The annual Statement of Recommended Practice (SORP), which becomes mandatory from March 2009 for local authorities and many other public bodies, changes the reporting process for annual accounts. The overall objective of SORP is to fairly present the affairs of the local authority and demonstrate that it complies with proper accounting practices.
Tracey Bircumshaw, principal technical accountant, Bassetlaw District Council, said, “Our annual statement of accounts has traditionally been put together in a different way to private organisations. Local authority accounting is developing all the time as convergence with UK GAAP, and in the near future IFRS, will require changes to our accounting methods and system requirements.

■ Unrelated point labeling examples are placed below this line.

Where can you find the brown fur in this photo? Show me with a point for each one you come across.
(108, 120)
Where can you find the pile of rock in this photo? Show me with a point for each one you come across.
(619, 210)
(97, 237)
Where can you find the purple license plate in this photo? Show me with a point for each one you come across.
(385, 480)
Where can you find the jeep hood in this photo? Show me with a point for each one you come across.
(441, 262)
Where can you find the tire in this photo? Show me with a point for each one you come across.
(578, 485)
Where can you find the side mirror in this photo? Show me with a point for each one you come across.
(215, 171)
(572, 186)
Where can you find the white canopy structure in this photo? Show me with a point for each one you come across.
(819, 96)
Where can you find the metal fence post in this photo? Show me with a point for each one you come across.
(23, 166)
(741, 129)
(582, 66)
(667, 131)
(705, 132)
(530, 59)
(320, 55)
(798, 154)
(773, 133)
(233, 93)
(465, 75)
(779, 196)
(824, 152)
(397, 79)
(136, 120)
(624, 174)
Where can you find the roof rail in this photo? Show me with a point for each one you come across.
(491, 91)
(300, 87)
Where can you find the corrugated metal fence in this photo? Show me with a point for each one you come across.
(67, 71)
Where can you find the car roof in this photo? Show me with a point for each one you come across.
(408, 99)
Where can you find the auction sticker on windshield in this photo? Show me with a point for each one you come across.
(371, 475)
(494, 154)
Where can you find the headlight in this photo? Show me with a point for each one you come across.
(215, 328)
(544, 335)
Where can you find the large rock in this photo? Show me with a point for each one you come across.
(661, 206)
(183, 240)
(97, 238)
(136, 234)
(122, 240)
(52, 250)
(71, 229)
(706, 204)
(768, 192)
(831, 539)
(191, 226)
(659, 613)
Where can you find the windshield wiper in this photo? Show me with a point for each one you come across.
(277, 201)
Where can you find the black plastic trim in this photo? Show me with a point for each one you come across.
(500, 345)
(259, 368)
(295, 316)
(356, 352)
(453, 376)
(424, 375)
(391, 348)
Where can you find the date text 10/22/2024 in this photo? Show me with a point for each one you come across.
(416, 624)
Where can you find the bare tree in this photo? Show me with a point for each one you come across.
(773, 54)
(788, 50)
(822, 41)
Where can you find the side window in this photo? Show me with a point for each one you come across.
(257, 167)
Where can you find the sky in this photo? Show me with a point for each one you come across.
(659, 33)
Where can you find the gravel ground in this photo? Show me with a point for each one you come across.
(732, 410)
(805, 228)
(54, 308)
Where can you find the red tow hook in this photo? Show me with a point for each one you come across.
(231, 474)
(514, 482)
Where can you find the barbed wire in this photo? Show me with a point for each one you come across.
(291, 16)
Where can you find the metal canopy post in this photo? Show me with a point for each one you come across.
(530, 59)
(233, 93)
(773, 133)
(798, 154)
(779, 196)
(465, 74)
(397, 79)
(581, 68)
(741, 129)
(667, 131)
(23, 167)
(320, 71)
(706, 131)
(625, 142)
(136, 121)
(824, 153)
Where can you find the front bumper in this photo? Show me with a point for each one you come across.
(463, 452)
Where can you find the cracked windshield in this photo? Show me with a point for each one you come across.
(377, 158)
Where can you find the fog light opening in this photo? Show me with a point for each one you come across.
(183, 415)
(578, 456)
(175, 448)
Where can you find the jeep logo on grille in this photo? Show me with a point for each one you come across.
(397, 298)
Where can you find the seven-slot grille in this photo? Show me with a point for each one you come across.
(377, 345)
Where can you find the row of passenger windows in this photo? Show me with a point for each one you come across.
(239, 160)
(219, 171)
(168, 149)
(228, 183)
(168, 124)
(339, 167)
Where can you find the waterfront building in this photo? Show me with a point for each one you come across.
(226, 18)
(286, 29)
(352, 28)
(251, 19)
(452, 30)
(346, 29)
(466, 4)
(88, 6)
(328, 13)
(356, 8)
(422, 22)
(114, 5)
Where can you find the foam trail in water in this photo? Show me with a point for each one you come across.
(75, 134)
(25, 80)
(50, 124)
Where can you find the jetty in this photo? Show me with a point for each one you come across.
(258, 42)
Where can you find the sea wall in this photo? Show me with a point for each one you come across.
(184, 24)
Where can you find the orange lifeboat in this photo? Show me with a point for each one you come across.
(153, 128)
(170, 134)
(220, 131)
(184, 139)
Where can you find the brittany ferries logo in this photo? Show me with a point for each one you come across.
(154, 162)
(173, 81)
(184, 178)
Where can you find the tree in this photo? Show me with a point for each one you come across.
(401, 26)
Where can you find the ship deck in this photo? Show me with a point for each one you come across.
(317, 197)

The annual SORP provides us with the statutory framework which ensures compliance with legislation and accounting standards.”
Nottinghamshire-based Bassetlaw chose Real Asset Management’s Asset4000 system in order to centralise and automate its fixed asset register, removing the need for outdated spreadsheets and making audits and reconciliation easier.
Bircumshaw said, “With over £280 million of fixed assets including housing, land and equipment under our control, proper management and recording of them is vitally important. These figures are a core part of our year-end reporting and accounts and now they are also central to compliance with SORP.”
One of the biggest recent changes to the SORP regulations is the introduction of a revaluation reserve for each asset. At Bassetlaw, each asset and enhancement to it is recorded on Asset4000 in detail, ensuring an accurate historic cost record. Housing and maintenance works carried out on these properties comprise over 80 per cent of Bassetlaw’s £280 million assets. Bircumshaw said, “With over 9000 fixed assets, each with its own historic cost record, we have a great deal of information that needs to be collected and collated in order to review them against their current values. It’s essential that we ensure the historic and current cost accounts are available and that each asset has a revaluation reserve.”
For many local authorities, a particularly challenging aspect of SORP compliance is ensuring that both historic cost and current cost accounting records are maintained for each individual asset. In the absence of a comprehensive asset register, this often requires a team of valuation experts to carry out a physical inspection of many of the properties.
Bircumshaw explained, “Bassetlaw bought Asset4000 to record and manage our individual fixed assets, such as land, property, equipment or anything with a value over £10,000. We set up Asset4000 to detail everything, so if an asset is enhanced, it’s all in the register. This makes it extremely simple for us to generate the necessary records in order to comply with SORP.”
With over 56,000 records stored in Asset4000, Bassetlaw has all the historical information on its housing stock to comply with the SORP regulations. These records also enable the council to produce accurate matching valuations on each of its 9000 fixed assets using existing data. Bircumshaw said, “Without Asset4000, collating this information would have been horrendously labour intensive. We changed our internal procedures to comply with SORP regulations and then used the Real Asset Management software to deliver it.”
Housing accounts for 80 per cent of the Bassetlaw asset register and the information is updated automatically by the estates valuation department; the other 20 per cent of assets are entered directly into Asset4000. Bircumshaw concluded, “At the end of the financial year, all we do is run a single report and transfer the information straight into our annual accounts.”